I had a dream between the time I got up to go to the bathroom the first time, and just now when I got up for good; a dream of wandering through the warehouse of a large university just before the homecoming feast for the benefactors; there were cases of wines ‘Palmer’, ‘Rothschild’, ‘Talbot’, ‘Krystal’ those names in the stories of great meals and seductions venal and commercial; dry goods for the pantry, tins of truffles, marinated peppercorns, bottles of mineral waters from every continent, bottled oils in straw filled wooden boxes. I walked down aisle and aisle and aisle of cased goods laid out in orderly and spacious pattern. Clerks and porters were bringing in and taking out stores, checking them against lists on clipboards; everything was orderly, clearly labeled, stored under impeccable conditions. And not an odor in the whole place. I remember that nothing smelt.
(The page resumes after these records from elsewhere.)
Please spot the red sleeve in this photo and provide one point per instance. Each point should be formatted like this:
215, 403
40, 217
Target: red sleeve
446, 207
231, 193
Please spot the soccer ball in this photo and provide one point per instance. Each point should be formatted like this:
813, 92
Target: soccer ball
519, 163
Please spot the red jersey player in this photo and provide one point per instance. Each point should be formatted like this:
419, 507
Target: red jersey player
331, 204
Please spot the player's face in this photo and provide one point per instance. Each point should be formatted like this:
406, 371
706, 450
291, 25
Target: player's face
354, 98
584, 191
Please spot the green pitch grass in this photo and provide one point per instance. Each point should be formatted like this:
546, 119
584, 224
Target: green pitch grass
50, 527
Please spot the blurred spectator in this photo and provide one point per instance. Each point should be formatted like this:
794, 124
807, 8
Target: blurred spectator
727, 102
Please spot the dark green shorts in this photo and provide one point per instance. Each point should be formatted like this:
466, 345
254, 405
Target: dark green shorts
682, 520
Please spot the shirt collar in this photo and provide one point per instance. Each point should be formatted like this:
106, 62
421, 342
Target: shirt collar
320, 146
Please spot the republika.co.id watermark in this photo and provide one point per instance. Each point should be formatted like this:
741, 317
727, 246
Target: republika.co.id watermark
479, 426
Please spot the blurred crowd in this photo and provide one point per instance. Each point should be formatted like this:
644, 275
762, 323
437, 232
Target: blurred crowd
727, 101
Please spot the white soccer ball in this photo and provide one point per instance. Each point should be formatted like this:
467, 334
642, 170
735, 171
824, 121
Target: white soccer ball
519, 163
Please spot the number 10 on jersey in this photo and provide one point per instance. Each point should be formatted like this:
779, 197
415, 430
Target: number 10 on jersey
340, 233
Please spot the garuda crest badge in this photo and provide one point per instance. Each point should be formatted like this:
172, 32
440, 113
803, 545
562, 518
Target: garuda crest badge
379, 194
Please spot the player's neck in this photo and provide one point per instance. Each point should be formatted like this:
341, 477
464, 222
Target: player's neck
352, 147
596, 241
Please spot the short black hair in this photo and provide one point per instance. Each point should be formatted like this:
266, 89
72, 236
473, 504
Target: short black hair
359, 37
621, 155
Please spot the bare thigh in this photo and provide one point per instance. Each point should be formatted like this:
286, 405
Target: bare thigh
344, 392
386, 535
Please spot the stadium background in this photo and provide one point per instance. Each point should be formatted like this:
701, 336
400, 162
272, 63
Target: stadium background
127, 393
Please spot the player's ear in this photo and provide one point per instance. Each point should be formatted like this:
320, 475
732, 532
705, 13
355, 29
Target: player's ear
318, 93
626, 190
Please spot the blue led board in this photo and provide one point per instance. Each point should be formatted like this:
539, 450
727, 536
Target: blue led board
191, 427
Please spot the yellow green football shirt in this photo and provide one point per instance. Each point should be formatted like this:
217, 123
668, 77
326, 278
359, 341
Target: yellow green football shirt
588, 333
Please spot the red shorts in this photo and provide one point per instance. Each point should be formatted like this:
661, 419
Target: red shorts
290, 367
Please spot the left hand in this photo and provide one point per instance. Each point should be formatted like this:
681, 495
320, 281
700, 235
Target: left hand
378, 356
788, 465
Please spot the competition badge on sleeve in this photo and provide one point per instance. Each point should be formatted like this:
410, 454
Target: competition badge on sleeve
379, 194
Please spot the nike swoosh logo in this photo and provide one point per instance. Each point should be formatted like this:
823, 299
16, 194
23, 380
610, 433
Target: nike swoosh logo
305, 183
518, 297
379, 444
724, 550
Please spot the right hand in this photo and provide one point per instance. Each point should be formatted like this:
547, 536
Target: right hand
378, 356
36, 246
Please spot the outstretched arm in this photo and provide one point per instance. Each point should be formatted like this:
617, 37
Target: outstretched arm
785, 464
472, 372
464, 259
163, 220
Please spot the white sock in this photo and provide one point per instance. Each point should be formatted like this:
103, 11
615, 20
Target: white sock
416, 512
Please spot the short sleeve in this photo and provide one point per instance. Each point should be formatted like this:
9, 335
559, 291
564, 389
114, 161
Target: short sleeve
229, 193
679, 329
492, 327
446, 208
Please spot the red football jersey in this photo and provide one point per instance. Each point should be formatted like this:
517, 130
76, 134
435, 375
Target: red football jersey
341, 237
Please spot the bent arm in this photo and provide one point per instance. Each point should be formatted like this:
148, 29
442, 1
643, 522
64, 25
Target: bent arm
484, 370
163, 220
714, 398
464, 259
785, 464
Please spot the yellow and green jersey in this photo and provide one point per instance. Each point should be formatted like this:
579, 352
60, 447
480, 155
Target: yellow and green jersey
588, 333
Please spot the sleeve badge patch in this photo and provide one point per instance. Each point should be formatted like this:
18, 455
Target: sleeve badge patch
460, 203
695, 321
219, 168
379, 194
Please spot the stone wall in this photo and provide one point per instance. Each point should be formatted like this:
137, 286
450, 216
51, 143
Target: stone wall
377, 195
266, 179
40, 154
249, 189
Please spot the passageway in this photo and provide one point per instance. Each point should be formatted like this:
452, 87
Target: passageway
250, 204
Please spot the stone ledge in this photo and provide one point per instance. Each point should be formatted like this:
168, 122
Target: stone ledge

The most distinguished and sophisticated flavors and smells, chosen without regard for cost, brought in multiple cases are all within heavy glasses and tinned cans. Diners would be given the names of the wines, the waters, the white truffles, the black, the spices bought by the kilo from farthest sources. Guests would memorize and then repeat these lists so that others could have a vicarious thrill.

All of this from the simple question “Does it taste good?” What happened to that question in all of this accumulation, accumulation being more important here than flavor, outweighing “does it taste good?”

I have taken a few days off work because of a fall I had during the storm, I have exhausted interesting things to do at home, it’ll be back to work today even though this is not a good work day, I am told there is a football game that will keep most people at home. But I need to get out of here, uncover the car, challenge the battery, do something outside of this place.

There was zilch on television last night, I know all the re-runs by heart, I looked at the schedule to see which of them I might want to see again—none. PBS was running a documentary on Australian birds, again; beautiful photography, impressive telephoto lenses, dreadfully anthropomorphic scripts-not again thank you so very much.

I did, began, something that I have been putting off, putting off for most of my life: I edited Pages from this weblog, those items that no one reads, that were meant to have value beyond this daily splurge, that were started with good intentions and high moral values; then left buried in millions of transistors, not disturbed by an interested reader or this author. Never in my life have I gone back to read and polish anything I have written, I just wanted it out, to be rid of it.

I began with the mainstay article, fiddled with it, then ripped it apart, threw out the stupid stuff, wrapped it back up and felt pretty good. I had looked at something I thought good, asked whether the good parts really were worthy, changed them, changed them again. Now they are better than they were. There will come a time when I look at them again, perhaps there will be a time when I leave them as is, that the words will say just what I want them to say.

I have scribbled dozens of journals, wore the nib of a Mont Blanc fountain pen down t where it wrote like the wet end of a post. I saw the idea of a blog as stupid as any I had heard; who would do it? who would read it? what’s the sense of it? what’s the fuss all about? I was certainly well above driveling in public, have too much sense of decorum.

I have done this weblog for a couple of months now; endured those first turgid and motionless lumps that came out of me; then got to where I would review the piece once before pressing the button; now I have done the penultimate, opened up the pillars of my bloviating, examined them for rot and sturdiness; and I am damned if I don’t think that I might do it with some of the others.

Why? No reason, there is never a reason to write, to publish; there is just a need for the act; like it or not,those are my words out here.

It is liberating to break one of the barriers I had set for myself, roadblock of my own invention challenged and smashed. Too often I blame why I didn’t accomplish this or that on someone else, bullshit! I am the one who sets up the timbers in the roadway, no one else. I accepted that the pile of timbers couldn’t be thrown down, or driven around, no one else is responsible, never.

I don’t know why, but finally reading Proust gave me the same experience.